Demand set to increase, yet loss ratios due to rise


The Petrobras corruption scandal is forcing the insurance industry in Brazil to rethink how it supplies directors and officers liability insurance (D&O) cover amid fears that loss ratios could rise.

D&O insurance has been under the spotlight in Brazil after the disclosure of a bribe scheme at Petrobras, the country’s state-owned oil company, allegedly between 2004 and 2012.

The scheme, which is believed to have moved hundreds of millions dollars in bribes to the bank accounts of executives of Petrobras, public officials and political parties, has triggered the payment of several hundred million dollars in legal costs covered by D&O policies.

Public opinion has reacted negatively to the payment of costs for executives accused of involvement in corruption crimes.

Many insurance experts suspect that a new push by Brazil’s courts to fight corruption could uncover similar cases in other public and private companies.

These factors combined indicate that demand for D&O may soar in the country at the same time that loss ratios go up and higher limits could become the norm, marking a sea change in the segment in Brazil.

“We have always seen D&O as an opportunity in Brazil, but for a long time there were no major events,” says Allied World active underwriter Darren Powell.

“Pricing, therefore, was not at the same levels of the United States or Europe. The volume of inquiries we get from Brazilian clients has increased enormously off the back of the Petrobras scandal. The market is much more aware of the need for coverage.”

According to Powell, the market should move towards higher underwriting discipline and technical expertise, and demand for higher limits should create opportunities for international reinsurers in the country.

D&O premiums increased by 140% between 2009 and 2014 in Brazil. For a long time, insurers and brokers marketed the product as offering broader coverages at lower prices than their equivalents in foreign markets.

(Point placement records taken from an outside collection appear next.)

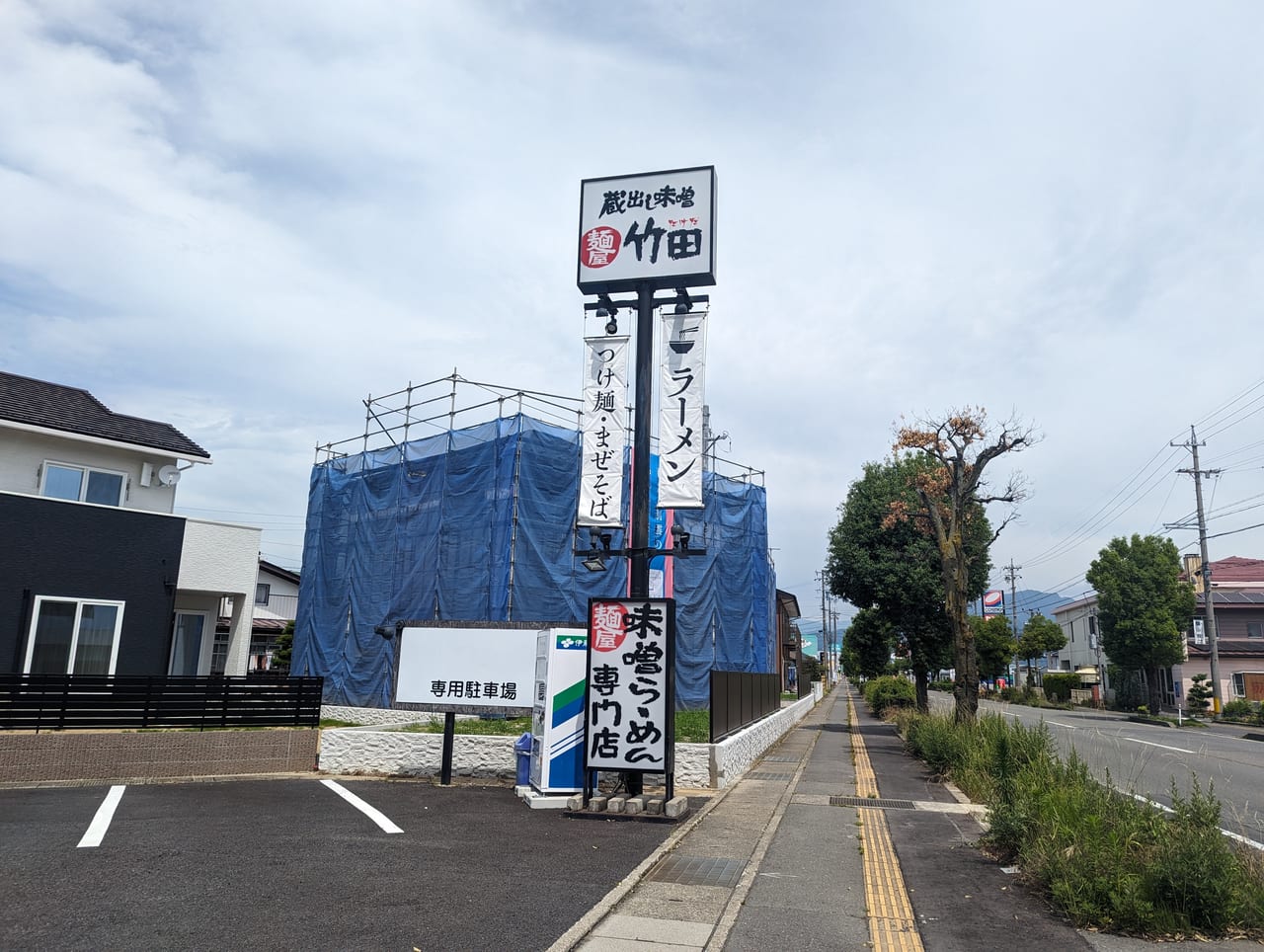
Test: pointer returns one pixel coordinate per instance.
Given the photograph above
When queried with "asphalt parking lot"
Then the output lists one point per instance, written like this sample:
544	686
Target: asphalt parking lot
296	864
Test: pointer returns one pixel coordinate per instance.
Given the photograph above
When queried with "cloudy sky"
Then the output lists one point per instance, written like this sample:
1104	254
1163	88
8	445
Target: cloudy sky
243	217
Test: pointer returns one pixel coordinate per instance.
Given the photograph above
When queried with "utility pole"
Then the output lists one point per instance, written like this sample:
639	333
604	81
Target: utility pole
825	625
1011	576
1209	605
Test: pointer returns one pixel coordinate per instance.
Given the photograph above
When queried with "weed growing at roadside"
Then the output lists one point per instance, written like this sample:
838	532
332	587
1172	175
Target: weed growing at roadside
1106	860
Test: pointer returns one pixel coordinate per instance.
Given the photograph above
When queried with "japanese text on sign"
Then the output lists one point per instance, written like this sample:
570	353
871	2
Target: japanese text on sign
682	372
628	677
604	432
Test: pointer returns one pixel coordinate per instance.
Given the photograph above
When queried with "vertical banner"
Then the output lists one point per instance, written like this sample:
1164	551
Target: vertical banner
630	688
680	411
604	432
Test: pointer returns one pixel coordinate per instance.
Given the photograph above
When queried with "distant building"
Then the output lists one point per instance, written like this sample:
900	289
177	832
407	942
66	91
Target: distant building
96	574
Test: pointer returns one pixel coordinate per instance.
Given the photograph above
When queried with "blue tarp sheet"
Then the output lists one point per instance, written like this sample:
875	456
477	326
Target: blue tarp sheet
478	524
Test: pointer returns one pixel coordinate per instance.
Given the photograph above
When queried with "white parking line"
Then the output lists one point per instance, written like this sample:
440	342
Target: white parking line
1151	744
104	815
370	812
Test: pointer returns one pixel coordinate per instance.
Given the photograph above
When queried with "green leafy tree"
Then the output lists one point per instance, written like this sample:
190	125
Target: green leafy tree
1039	636
995	645
870	637
1143	605
955	452
893	567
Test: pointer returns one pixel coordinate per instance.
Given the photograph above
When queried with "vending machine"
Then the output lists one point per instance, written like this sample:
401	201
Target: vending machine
558	712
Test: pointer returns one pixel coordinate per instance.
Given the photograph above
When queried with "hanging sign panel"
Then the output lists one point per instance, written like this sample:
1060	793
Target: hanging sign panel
682	372
604	432
656	228
630	686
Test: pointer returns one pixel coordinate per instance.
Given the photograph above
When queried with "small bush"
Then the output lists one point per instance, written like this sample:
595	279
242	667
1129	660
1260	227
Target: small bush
1106	860
884	694
1240	709
1057	686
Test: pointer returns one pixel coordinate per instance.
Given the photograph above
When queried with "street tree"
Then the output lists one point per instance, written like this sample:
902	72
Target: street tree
952	492
1143	605
870	639
1039	636
894	568
995	645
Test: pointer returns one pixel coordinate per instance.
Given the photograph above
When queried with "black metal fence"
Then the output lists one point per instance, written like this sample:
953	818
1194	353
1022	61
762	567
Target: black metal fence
50	702
741	698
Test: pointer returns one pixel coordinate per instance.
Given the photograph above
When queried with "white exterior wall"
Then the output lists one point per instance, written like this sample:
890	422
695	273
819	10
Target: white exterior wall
222	559
24	454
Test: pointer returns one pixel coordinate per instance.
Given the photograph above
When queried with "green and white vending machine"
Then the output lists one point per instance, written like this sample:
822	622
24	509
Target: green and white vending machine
558	713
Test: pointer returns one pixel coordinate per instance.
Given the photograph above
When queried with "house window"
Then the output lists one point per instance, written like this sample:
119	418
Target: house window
1200	631
82	484
71	636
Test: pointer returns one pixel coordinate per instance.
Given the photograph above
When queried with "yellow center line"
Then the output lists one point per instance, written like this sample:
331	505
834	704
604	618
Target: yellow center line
890	914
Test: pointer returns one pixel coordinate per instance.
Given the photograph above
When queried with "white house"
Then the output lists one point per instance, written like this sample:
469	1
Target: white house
96	573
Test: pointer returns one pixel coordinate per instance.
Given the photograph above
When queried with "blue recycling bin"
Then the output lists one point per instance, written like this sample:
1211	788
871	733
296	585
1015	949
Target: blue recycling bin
522	749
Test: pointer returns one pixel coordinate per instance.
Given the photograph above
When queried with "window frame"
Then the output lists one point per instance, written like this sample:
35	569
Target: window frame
79	618
1200	631
86	470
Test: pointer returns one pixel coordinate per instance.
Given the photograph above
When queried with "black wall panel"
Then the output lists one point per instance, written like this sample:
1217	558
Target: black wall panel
70	550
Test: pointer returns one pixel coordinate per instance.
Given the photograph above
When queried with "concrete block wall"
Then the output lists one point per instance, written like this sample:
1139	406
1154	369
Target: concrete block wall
361	750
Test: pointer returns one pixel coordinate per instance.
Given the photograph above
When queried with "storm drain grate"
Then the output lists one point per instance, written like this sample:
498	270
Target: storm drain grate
871	802
698	871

That tactic might come back to haunt underwriters due to the aftershocks of the Petrobras scandal. Unsurprisingly, the crossroads where the D&O market finds itself today in Brazil was one of the main themes of the 4th Reinsurance Meeting organised in April by CNSEG, Brazil’s insurance association, in Rio de Janeiro.

“Very often, the analysis of the risk does not reflect the needs of clients,” said IRB Brasil Re manager of financial risks Rosangela Tito, during the event. “It feels like D&O has been trivialized by the market, when it is actually a very specific product.”

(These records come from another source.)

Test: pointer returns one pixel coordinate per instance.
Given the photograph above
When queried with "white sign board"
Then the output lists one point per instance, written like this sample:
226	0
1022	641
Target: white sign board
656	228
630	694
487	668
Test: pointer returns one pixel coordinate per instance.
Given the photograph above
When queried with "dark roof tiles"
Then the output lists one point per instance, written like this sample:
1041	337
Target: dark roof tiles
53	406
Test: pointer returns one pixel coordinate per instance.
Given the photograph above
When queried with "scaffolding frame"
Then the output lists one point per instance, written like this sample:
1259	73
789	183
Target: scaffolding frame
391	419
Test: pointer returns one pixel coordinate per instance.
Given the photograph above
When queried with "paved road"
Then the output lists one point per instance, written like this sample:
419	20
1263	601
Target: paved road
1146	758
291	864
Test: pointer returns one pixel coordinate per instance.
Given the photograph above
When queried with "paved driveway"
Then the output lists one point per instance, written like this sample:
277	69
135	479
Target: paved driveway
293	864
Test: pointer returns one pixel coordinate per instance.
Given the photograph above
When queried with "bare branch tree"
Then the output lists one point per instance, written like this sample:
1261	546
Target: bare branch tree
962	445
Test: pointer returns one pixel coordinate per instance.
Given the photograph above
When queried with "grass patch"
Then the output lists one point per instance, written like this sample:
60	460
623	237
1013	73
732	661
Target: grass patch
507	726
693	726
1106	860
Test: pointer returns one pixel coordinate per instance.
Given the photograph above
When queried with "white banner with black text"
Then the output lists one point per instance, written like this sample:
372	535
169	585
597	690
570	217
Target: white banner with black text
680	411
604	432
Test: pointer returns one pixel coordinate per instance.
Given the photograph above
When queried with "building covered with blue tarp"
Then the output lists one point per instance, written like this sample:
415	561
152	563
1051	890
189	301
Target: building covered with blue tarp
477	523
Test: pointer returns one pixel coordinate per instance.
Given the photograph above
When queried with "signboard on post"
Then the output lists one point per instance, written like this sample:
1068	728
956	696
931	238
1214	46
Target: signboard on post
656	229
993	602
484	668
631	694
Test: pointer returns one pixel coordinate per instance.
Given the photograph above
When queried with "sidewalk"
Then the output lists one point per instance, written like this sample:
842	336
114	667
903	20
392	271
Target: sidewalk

The relaxed underwriting practices have become evident as debates take place in Brazil on whether D&O policies should cover legal costs incurred by directors who have publicly acknowledged their involvement in bribery. The Petrobras scandal, for instance, has triggered a wave of plea bargains by companies’ executives, as they try to reduce their punishments by providing the authorities with the names of other participants in the scheme.

An insurance lawyer, TM Law partner Fabio Torres, says that insurers should refuse to pay legal costs for clients who confessed crimes.

But the situation is more nuanced regarding executives who have been denounced by plea bargainers and who have been arrested by the Brazilian authorities.

“Insurance is not meant to deliver judgements,” he says. “But it does not exist to provide coverage for public and notorious acts of corruption either.”

He urged the market to include a new clause in D&O contracts to exclude any trials involving the alleged payment of briberies or frauds in operations with public entities.

What nobody disputes is that loss ratios at D&O are on the rise, and that the trend is there to stay. Argo superintendent of financial lines and liabilities in Brazil Gustavo Galrão notes that companies that take part in public tenders in Brazil are more subject to the risk of corruption than ever before.

As a result, they will request increasingly higher limits from their insurance providers, who will have to find capacity somewhere to meet the demand.

Carriers will also have to up their game when it comes to assessing the risks that they are likely to take. In 2014 Brazil’s loss ratios reached the highest levels ever at 53%, according to Galrão, and the trend looks unlikely to change in the near future.

“There are risks that are so big that the Brazilian market does not have the capacity to pay,” he says. “It is not mature enough for that. But the situation is improving, and some insurers have been more careful with the underwriting of D&O risks.”

Powell believes that buyers will request capacities that the Brazilian market is not able to meet. Consequently, insurers will have to look at the global reinsurance market, which creates opportunities for global reinsurers, but also poses its own challenges due to Brazil’s reinsurance rules.

Brazilian regulator Superintendência de Seguros Privados demands that 40% of all premiums are placed with local reinsurers.

So the future of D&O in Brazil looks turbulent. Demand will increase, yet higher loss ratios could also become the norm. Insurers and reinsurers alike will need to tread carefully to balance these two factors.